Targeting nvidia GPUs? Or in general? For whom?
Building a performant BLAS library is hard but certainly not impossible. The tricks discussed in this post are hardly anything new either. Now, making a BLAS competitive with Nvidia's on its own GPUs is bound to be tough. But not technically unfeasible (after all, you can drop down to PTX if needed).
On average over 20 runs:
CuBLAS (./sgemm 0) has 50.9 TFLOPS.
My kernel has 61.8 TFLOPS, so it's actually +21% speedup in this benchmark.
How do I collect my paycheck?
On a 4090 gpu, average of 20 runs of SGEMM_CUDA:
size tflops_cublas tflops_my diff
4096² 50.8-50.9 61.8 +21%
8192² 56.3-56.4 67.1 +19%
16384² 53.6 66.7 +24%
I guess the right thing to do now would be to hire a B2B salesman and figure out, which company needs it.I have seen how those high-performance libraries are made and I'm still in awe at the quality and quantity of the staffing involved. Those were the smartest and most knowledgeable engineers I met in my career.

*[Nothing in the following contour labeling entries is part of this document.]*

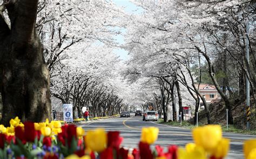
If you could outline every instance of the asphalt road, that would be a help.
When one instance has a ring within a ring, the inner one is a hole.
[[[140,116],[132,115],[130,118],[116,118],[92,121],[81,126],[85,131],[96,128],[103,128],[106,131],[118,131],[124,139],[122,146],[126,148],[137,148],[140,138],[140,130],[143,127],[154,126],[159,128],[158,139],[155,144],[166,147],[176,144],[184,147],[186,143],[192,142],[191,129],[173,127],[161,125],[153,121],[142,121]],[[231,147],[226,158],[244,158],[242,142],[254,135],[223,133],[225,138],[231,139]]]

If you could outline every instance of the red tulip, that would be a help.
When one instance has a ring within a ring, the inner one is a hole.
[[[68,144],[69,147],[72,141],[73,138],[77,139],[77,126],[75,125],[69,125],[66,129],[66,133],[68,135]]]
[[[100,153],[99,155],[100,159],[112,159],[113,156],[113,148],[112,147],[108,147],[104,151]]]
[[[156,146],[156,150],[157,152],[157,156],[164,156],[164,149],[159,145]]]
[[[59,142],[62,143],[63,145],[65,146],[66,145],[66,142],[65,141],[65,139],[63,137],[63,136],[64,136],[63,132],[62,132],[60,133],[58,133],[58,136],[57,136],[57,139],[58,139],[58,140]]]
[[[15,136],[16,136],[16,140],[17,140],[17,139],[19,139],[22,142],[22,143],[25,144],[26,141],[25,139],[25,135],[24,135],[24,132],[23,131],[23,129],[22,129],[22,127],[21,126],[17,126],[15,128]],[[16,141],[17,143],[17,141]]]
[[[12,141],[14,143],[15,143],[15,136],[5,135],[5,141],[8,144],[11,144]]]
[[[46,147],[51,147],[51,137],[44,137],[43,140],[43,144],[45,145]]]
[[[27,141],[33,142],[36,136],[36,131],[33,122],[31,121],[25,121],[24,123],[24,136]]]
[[[5,140],[5,135],[0,133],[0,148],[3,149],[4,147],[4,142]]]
[[[119,136],[119,132],[109,132],[107,133],[107,147],[118,149],[123,141],[123,138]]]
[[[90,157],[91,157],[91,159],[95,159],[96,158],[95,157],[95,154],[93,151],[91,152],[91,154],[90,154]]]
[[[139,143],[139,148],[141,159],[153,159],[153,154],[148,143],[140,141]]]
[[[132,155],[133,155],[134,159],[139,159],[139,151],[134,148],[132,150]]]
[[[36,136],[37,137],[37,140],[40,140],[41,137],[41,131],[36,131]]]
[[[44,156],[44,159],[58,159],[58,156],[53,153],[46,153]]]
[[[118,151],[118,156],[121,157],[122,159],[127,159],[128,152],[129,150],[126,150],[122,147]]]
[[[176,145],[172,145],[168,147],[168,153],[171,155],[171,158],[177,159],[178,146]]]
[[[75,154],[78,156],[79,157],[81,157],[82,156],[84,156],[85,153],[84,153],[84,150],[77,150],[75,152]]]

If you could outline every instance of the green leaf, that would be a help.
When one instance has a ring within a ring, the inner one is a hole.
[[[42,151],[43,150],[40,148],[32,150],[32,151],[30,151],[31,157],[36,157],[38,154],[41,153]]]
[[[75,136],[72,138],[71,143],[70,144],[70,154],[72,154],[77,149],[77,140],[75,138]]]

Generalizing from a micro benchmark is typically hubris.
Then there are also numerics: being fast is not enough if your implementation accumulates a lot of rounding errors doing so. Floating point arithmetic can and will mess up your results in unexpected ways. -funsafe famously is neither fun nor safe.
Maybe tooling will catch up and make it easier. Think tinygrad with beamsearch, triton or halide.